Causal Inference, Bias and Confounding

Causal Inference

  • Causal Inference: Inferring or concluding the cause of a disease from evidence.
  • Evidence of a causal relationship between exposure and disease includes:
    • Temporality: The cause must precede the effect in time.
    • Consistency: The relationship is consistently seen across numerous studies.
    • Strength of Association: A strong relationship between exposure and disease increases the likelihood of causality.
    • Biological Coherence: Biological evidence supports the exposure causing the disease (e.g., mesothelioma caused by asbestos).

Consistency Example

  • Studies showing second-hand cigarette smoke increases lung cancer risk for non-smokers.
  • Takeshi Hirayama's 1981 study demonstrated increased lung cancer risk in non-smoking Japanese women married to smokers, compared to those married to non-smokers.
  • Since Hirayama’s original paper, 37 studies of passive smoking and lung cancer have been published.

Strength of Association Example

  • A dose-response relationship exists between latitude of sunlight exposure and skin melanoma.
  • Skin melanoma risk is greatest at the equator and decreases towards the North and South poles.

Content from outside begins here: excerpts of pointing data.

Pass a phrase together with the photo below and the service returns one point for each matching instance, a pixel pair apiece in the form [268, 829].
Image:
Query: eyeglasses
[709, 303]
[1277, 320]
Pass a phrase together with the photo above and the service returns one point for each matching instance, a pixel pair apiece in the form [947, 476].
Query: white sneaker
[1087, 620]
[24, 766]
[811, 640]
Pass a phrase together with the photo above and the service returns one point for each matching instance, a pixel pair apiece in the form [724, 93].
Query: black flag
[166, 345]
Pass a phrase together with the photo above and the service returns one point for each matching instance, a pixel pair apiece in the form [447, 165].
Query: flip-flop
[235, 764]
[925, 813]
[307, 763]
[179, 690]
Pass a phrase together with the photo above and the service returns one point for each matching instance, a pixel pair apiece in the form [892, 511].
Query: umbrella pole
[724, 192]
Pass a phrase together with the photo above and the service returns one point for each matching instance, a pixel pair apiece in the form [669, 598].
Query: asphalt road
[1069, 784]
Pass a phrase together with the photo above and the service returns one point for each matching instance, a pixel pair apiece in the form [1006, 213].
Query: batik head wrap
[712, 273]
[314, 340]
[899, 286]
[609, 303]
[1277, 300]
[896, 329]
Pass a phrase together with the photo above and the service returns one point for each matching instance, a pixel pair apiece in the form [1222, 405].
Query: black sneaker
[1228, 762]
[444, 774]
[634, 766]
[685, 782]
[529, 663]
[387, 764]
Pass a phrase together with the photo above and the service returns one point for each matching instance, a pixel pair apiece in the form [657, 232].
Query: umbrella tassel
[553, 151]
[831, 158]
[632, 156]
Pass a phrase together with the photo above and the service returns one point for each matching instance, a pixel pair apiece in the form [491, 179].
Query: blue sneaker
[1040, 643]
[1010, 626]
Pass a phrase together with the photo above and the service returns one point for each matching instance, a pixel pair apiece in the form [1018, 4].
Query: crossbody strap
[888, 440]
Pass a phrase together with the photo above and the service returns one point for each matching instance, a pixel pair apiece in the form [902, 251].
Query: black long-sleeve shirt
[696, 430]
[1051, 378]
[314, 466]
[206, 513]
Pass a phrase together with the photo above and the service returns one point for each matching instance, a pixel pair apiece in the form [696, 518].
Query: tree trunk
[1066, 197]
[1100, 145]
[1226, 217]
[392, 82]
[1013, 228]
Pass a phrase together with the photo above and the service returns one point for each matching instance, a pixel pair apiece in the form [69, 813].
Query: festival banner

Relationships May Only Appear Causal

  • Reasons why a relationship between exposure and disease may appear causal, but in fact is not:
    • Chance variations between samples of a population.
    • Bias: Influence or prejudice of the data.
      • Selection bias: Participants selectively opt out of a study.
      • Measurement bias: Inaccurate data measurement (e.g., from faulty equipment).
      • Information bias: Data collected inconsistently (e.g., varying questions).
      • Recall bias: Incomplete or inaccurate recall by study participants.
    • Confounding: A third factor distorts the association between the studied cause and effect.
      • Example: Age is a confounder in carcinogen studies because cancer likelihood increases with age.

Prevent Making False Associations

  • Methods to prevent false associations between exposure and disease by reducing chance, bias, and confounding:
    • Reduce error by chance: Increase sample size.
    • Minimize bias:
      • Improve questionnaire response rates (e.g., by making questionnaires less time-consuming).
      • Ensure quality control of monitoring equipment (e.g., comparing results to a standard).
      • Use a standardized set of questions in outbreak investigations.
      • Aid recall by asking questions promptly after an event.

Confounding May Be Minimized By

  • Matching: Select controls with similar characteristics to the cases.
    • Example: Selecting controls with the same age as the cancer cases.
  • Stratification: Create subsets of case and control groups to separate out the third factor effects.
    • Example: Studying lung cancer due to radon exposure in underground miners, where smoking is a confounder.
    • Create subsets:
      • Non-smoking miners with lung cancer.
      • Smoking miners with lung cancer.
    • Separate out the confounder (smoking); lung cancer among non-smokers is likely due to radon.
  • Randomization: Ensure samples are randomly selected.